Degelman lives in the hills of Hollywood with his companion on the road of life, four cats, assorted dogs, and a coterie of communard brothers and sisters.
Wow, I love your story, Charlie! I almost believe you when you say you have never lied about anything. But I’m wondering whether that torque wrench incident ever happened or whether it just made a good yarn. (You needed it for the revolution! Perfect!) I have read your two novels and they seem full of truth to me. And yet your delightful last paragraph cautions us not to believe anything a fiction writer writes. Thanks for an entertaining read!
Thanks, Suzy. I think the ‘almost believe’ in the first line of your comment best applies to the situation. I mean, what would Alfred E. Neuman have done?
Loved this, Charles, with all the wicked turns between truth and fiction. Reminds me of that teaser they would throw at you in logic class: “I never told a lie.
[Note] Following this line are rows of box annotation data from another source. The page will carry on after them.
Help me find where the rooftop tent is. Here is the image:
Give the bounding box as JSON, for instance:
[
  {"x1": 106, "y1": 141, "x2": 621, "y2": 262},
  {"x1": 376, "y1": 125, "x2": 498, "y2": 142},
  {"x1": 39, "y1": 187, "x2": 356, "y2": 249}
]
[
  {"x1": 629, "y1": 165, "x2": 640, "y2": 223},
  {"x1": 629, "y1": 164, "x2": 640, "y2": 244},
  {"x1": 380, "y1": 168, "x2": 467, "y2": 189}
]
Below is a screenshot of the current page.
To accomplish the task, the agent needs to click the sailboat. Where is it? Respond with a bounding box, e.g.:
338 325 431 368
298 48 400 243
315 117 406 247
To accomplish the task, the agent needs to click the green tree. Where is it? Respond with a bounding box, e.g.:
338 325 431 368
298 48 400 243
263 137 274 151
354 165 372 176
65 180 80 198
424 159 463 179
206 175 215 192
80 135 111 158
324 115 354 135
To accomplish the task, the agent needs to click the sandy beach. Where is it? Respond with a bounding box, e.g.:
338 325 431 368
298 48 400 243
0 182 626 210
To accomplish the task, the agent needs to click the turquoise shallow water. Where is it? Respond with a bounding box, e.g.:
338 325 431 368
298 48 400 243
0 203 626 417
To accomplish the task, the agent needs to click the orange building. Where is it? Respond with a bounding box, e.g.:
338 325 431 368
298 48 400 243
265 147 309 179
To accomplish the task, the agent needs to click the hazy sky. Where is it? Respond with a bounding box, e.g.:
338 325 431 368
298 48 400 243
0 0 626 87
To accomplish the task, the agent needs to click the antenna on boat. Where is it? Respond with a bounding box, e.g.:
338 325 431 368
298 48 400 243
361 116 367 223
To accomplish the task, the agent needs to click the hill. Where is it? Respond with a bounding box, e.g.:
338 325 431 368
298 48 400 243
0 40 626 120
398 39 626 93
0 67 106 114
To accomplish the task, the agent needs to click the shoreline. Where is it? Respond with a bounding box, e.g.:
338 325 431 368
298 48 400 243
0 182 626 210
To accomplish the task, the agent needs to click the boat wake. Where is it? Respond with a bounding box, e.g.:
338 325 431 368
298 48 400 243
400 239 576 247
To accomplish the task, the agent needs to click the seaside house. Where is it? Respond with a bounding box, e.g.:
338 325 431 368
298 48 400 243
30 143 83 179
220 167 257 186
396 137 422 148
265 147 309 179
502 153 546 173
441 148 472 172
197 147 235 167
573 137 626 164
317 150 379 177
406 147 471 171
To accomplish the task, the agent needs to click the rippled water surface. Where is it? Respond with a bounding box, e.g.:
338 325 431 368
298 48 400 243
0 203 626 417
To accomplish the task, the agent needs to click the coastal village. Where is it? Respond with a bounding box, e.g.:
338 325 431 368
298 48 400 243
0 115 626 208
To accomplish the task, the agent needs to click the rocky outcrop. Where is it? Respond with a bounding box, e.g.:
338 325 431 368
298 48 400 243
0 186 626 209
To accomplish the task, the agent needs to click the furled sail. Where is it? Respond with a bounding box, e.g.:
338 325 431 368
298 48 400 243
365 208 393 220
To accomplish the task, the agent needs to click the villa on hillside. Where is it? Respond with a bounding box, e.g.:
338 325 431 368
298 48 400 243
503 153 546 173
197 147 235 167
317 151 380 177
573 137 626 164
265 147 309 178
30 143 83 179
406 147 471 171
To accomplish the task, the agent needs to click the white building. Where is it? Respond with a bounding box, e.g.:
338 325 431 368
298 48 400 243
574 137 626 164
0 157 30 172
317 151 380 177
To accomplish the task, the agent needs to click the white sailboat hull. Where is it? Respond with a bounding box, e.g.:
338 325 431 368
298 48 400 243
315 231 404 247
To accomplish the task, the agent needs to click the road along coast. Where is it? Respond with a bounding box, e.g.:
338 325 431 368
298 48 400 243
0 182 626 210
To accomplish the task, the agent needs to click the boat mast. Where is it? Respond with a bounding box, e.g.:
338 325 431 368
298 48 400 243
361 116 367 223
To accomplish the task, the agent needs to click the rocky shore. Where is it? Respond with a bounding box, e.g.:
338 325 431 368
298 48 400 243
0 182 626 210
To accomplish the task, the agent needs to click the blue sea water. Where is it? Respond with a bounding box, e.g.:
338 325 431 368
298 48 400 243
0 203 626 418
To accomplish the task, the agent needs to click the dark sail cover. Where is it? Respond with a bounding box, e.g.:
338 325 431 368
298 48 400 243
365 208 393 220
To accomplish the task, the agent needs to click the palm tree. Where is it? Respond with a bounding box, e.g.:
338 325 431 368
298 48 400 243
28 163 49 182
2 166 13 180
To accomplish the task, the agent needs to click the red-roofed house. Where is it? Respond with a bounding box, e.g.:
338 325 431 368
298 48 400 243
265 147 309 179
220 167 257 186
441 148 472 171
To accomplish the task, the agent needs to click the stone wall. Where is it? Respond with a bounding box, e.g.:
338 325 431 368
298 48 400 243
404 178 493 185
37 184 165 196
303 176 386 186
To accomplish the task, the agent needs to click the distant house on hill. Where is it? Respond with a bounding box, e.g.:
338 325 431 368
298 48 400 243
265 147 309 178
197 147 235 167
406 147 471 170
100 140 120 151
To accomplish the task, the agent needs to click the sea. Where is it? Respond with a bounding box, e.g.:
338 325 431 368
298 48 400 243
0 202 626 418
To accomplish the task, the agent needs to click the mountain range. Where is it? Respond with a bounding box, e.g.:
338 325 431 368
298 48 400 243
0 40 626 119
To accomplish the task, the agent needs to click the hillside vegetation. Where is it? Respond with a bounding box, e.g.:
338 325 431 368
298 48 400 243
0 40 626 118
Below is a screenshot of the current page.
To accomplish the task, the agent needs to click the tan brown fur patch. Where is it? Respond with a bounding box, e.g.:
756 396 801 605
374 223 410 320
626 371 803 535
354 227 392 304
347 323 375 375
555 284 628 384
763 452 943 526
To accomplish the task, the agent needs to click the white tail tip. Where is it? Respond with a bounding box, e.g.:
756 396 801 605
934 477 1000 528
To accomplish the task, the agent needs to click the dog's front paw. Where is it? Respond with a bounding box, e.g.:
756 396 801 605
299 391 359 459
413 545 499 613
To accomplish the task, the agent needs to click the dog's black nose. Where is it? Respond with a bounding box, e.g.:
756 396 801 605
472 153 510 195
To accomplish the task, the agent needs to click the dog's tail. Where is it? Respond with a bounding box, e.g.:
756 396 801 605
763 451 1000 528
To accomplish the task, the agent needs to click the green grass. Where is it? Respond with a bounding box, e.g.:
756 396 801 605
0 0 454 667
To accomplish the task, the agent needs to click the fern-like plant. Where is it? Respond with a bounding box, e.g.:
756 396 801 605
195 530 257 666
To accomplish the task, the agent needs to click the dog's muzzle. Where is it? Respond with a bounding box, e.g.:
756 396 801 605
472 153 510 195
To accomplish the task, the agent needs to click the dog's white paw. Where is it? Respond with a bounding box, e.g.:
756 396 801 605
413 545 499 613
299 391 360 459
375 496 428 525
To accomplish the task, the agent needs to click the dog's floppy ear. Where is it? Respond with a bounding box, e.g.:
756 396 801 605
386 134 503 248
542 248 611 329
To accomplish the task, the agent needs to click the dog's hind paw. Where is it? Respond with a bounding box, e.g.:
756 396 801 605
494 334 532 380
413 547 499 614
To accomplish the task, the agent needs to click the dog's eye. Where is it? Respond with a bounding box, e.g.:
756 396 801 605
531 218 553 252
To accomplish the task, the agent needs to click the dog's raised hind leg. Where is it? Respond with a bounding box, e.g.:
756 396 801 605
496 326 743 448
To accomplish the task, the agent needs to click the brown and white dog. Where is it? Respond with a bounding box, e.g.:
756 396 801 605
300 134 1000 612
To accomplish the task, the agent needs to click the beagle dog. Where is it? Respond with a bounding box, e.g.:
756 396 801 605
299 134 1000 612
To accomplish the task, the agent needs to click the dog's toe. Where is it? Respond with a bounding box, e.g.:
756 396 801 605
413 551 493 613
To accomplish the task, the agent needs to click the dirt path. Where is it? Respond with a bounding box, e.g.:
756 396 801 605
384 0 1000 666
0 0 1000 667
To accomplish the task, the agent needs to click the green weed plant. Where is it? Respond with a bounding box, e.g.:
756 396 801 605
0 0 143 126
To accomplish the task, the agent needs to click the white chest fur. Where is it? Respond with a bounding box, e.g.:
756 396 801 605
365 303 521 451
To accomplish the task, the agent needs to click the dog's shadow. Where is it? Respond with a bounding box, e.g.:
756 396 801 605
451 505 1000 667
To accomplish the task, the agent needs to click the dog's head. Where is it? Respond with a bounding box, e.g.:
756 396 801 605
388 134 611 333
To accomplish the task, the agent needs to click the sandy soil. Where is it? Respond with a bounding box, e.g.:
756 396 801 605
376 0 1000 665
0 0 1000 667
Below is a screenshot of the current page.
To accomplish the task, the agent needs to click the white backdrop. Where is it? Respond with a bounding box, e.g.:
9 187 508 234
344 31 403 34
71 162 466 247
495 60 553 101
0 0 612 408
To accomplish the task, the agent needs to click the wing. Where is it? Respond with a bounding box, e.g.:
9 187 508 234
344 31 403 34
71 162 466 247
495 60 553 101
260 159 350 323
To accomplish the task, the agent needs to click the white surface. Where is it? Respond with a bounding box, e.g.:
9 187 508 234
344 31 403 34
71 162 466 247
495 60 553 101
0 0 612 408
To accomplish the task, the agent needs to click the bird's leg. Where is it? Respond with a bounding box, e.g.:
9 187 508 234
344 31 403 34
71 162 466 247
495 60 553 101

Except this one.” Suffice it to say that I will always carefully consider the truthfulness of what you have to say, regardless of how you choose to characterize it. But at least I know it will be interesting.
As an aside, that line “I knew it,” is priceless. Whether true or not.
Oh dear, John! Have I blown my credibility? Shredded my verisimilitude? I’m pretty sure that most of the time I write here, I think I’m telling the truth. At least I intend to! Heh.
You had me right up to the heh, Charles.
Good catch, John. That’s the lawyer in you, catching every inflection. I’ll have to be more measured!
So often, what passes for truth is simply not saying anything to contradict another’s impression. A very clever take on honesty, Charles,
Yes, Laurie. Great take on my account. Perhaps there IS something to learn from the sycophants who surround the Liar in Chief in the Dark House.
Thanks for the chuckles…great story!
Thanks, Marcia. And thanks for your interpretation of a long-lasting lie. “Peas with honor” indeed. At least this version has nutritive value.
The wrench, though…made me laugh out loud. Great to read about your lifelong devotion to truthiness.
Delighted I could coax a laugh. But we all had to make sacrifices in the name of the revolution…didn’t we?
Love it, Charlie! Particularly the girl who said, “I knew”. Too funny (or humiliating?) I also love the observation that all fiction writers are professional liars. Good observation.
Thanks, Betsy. I’d have to say that naivete about my virgin sexual prowess (or lack of it) saved me from humiliation at the time. Live and learn, love and learn.